In fact, all of the evidence--both epidemiological and cognitively longitudinal--suggests that reliance on technology creates distraction, undermines productivity, delays the development of interpersonal communication skills, and even causes physical problems like thumb-based carpal tunnel syndrome and neck strain from craning one's head downward to stare at the mini-screen all day. That says nothing of eye strain, or even the ability to make eye contact.

So, I use technology to enhance what we're already doing. I use it to show visual media, sometimes to bring in a relevant clip to discuss, and to streamline our communications. I use SafeAssign to help throw a roadblock in front of cheaters, and I take homework by email when a student cannot make it to class on deadline day. I also use it to distribute handouts, now that the lack of funding for education--and lack of prioritization of the classroom within school budgets--has made it ridiculously difficult even to get copies made. (Just take it to this building, six blocks away, between the hours of 3:17 and 3:42 a.m. Don't forget your sixteen digit access code, proof of citizenship, and to bring your own paper.)

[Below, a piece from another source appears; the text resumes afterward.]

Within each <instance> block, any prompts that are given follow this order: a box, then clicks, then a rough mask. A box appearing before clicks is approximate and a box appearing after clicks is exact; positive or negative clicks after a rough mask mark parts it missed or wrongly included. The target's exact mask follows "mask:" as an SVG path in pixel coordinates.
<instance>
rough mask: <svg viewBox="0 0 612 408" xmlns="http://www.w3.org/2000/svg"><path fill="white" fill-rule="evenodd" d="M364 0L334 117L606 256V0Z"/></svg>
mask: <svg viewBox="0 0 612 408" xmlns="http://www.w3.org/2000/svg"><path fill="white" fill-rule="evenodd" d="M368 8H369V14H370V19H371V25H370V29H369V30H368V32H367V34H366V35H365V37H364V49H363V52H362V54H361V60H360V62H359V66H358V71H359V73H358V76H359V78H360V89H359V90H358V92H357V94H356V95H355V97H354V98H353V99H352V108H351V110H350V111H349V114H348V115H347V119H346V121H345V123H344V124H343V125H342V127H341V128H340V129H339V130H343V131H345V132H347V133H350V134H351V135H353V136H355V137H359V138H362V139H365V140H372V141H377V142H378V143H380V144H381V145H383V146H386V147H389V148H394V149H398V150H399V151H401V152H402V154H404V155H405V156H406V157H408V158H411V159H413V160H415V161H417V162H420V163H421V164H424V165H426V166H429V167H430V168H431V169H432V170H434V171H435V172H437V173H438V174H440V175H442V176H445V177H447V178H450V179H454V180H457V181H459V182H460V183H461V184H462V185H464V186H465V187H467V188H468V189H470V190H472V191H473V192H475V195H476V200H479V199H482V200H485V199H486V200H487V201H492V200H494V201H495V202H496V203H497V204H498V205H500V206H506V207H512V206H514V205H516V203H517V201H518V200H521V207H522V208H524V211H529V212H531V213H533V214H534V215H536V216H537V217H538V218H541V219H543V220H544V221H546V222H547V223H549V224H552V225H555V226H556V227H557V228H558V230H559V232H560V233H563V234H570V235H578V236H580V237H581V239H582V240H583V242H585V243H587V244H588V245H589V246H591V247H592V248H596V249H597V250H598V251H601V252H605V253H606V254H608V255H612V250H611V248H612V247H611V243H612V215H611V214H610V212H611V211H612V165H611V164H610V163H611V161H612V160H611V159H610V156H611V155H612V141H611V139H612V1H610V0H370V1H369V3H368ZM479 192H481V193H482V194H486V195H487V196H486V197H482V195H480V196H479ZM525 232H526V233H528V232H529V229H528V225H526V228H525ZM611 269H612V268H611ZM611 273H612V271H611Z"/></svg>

Technology isn't educational. It's entertainment, It's problematically anti-ecological consumption. It's a good way to avoid work. It's a great way to figure out where you will meet your friends for pizza. It's an additional expense (or more) in everyone's month, which shows no signs of getting less expensive, despite market saturation. It's a source and stimulus for change, which can be good, bad or something else. Conversation is educational. And that's the one thing everyone's smart phone seems not to help at all: engagement with a conversation.

So for now, I'm going to ask them to put the phones down and close the laptops. I'll ask them questions and look them in the eye while they answer. I'll write things on the board and ask them to write them down, in their own hand. I'll do it the slow way. Somehow, we all still manage to arrive, even without the little birdie in our pockets chirping at us which way to go.

TL;DR: 1) Technology will not make anyone who already has access to it smarter or better educated, and 2) your inability to read this whole blog entry illustrates why that is true.